Всеволод скрипнул зубами, и глаза его метнули молнии. Они были сейчас так похожи с сестрой, что Андрей едва не рассмеялся.
– Курить, стерва, начала! А я ничего сказать не могу, мать с бабкой тоже – все курим. Вроде как и права не имеем запрещать. Но ей-то ещё семнадцати нет! Ребёнком считается, а уже, вижу, загуляла…
Всеволод вышел в прихожую, Андрей последовал за ним. Дверь в Дарьину комнату оказалась предусмотрительно закрыта. Её брат вытащил из стенного шкафа чёрный, в заклёпках, макинтош, быстро натянул его и открыл дверь на лестницу.

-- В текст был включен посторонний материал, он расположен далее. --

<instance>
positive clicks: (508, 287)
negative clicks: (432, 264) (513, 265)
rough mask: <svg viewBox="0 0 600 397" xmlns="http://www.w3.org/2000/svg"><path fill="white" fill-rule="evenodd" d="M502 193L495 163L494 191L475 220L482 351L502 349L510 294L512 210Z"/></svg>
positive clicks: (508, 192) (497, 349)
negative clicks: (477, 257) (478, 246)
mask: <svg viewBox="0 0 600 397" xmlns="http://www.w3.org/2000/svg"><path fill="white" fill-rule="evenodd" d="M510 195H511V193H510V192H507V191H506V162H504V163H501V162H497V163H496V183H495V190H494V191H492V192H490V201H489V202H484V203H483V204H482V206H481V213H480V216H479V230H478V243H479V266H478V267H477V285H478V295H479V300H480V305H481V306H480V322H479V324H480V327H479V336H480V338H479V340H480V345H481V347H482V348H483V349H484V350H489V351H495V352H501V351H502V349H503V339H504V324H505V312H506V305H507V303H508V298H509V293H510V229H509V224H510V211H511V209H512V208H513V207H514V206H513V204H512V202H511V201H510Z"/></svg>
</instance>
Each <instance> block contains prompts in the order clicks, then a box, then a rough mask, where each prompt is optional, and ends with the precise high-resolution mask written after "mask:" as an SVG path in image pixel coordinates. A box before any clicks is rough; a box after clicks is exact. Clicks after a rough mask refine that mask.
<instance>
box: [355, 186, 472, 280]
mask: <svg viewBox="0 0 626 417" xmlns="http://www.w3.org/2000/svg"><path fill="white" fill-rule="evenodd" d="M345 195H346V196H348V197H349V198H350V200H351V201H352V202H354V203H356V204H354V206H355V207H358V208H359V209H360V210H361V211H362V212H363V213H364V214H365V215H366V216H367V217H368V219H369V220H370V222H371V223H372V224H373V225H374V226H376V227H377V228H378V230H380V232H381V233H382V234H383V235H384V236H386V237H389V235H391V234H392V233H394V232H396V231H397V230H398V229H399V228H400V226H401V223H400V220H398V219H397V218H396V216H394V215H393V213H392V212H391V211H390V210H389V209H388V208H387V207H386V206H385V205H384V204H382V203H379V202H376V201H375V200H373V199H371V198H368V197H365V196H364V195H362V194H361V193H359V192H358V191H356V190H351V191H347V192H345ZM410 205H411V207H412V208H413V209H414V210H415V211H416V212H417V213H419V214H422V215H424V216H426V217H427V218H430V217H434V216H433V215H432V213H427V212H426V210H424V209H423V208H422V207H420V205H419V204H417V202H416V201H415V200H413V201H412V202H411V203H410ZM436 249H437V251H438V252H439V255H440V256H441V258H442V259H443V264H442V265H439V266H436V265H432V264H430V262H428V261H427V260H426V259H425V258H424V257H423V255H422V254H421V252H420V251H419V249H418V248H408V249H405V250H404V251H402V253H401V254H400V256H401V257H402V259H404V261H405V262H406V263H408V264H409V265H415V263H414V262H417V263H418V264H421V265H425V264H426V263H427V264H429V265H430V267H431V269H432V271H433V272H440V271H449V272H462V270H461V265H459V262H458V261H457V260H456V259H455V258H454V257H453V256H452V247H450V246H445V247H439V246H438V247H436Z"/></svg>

– Хамит и хамит, особенно маме Ларе. Бабушке тоже достаётся. Меня-то она боится, знает, что даже врезать могу. Примерно за две последние недели вообще оборзела. И пьяная приходит, и ночует, где попало. Сами, между прочим, виноваты – нашли гения, вознесли до небес, пылинки с неё сдували. Вот и получили манию величия – теперь никакой психиатр не вылечит. Если сейчас Дашке не обломать рога, она мать с бабкой в могилу сведёт. Надо бы прикинуть, как это лучше сделать. Я бы закрылся с ней в комнате и заставил курить до потери сознания, чтобы заблевала всё…
– Дело твоё. – Озирский теперь хотел закончить этот разговор и поскорее перейти к обсуждению деталей операции по задержанию поезда «Камикадзе»…
Николай Николаевич Аверин встретил приехавших у парадного, но Андрей не узнал его и чуть не прошёл мимо. Профессор похудел, опустился, и выглядел сейчас безумным. Кроме того, теперь не носил бороды, был гладко выбрит – видимо, перед важной встречей. На это указывал и сильный запах одеколона, которым профессор окропился не в меру обильно.
Аверин был в синем берете с хвостиком, в чёрном плаще; со сложенным зонтом в руках. Когда профессор окликнул Андрея, тот обернулся и вздрогнул – перед ним стоял глубокий старик. Маленькие мутные глаза его напряжённо смотрели из-под цилиндровых линз очков; серые губы беззвучно шевелились, словно Аверин считал в уме. Дрожали и большие руки со вспухшими венами, все в пигментных пятнах.
– Добрый вечер, молодые люди! – Николай Николаевич пристально смотрел на вылезающего из машины Грачёва.
Озирский поспешил представить своего спутника:
– Познакомьтесь – Всеволод Двосько, представитель «четвёртой власти».
– Вы с телевидения? – Аверин снял очки и стал протирать их, мигая покрасневшими веками. Озирскому показалось, что он совсем недавно плакал.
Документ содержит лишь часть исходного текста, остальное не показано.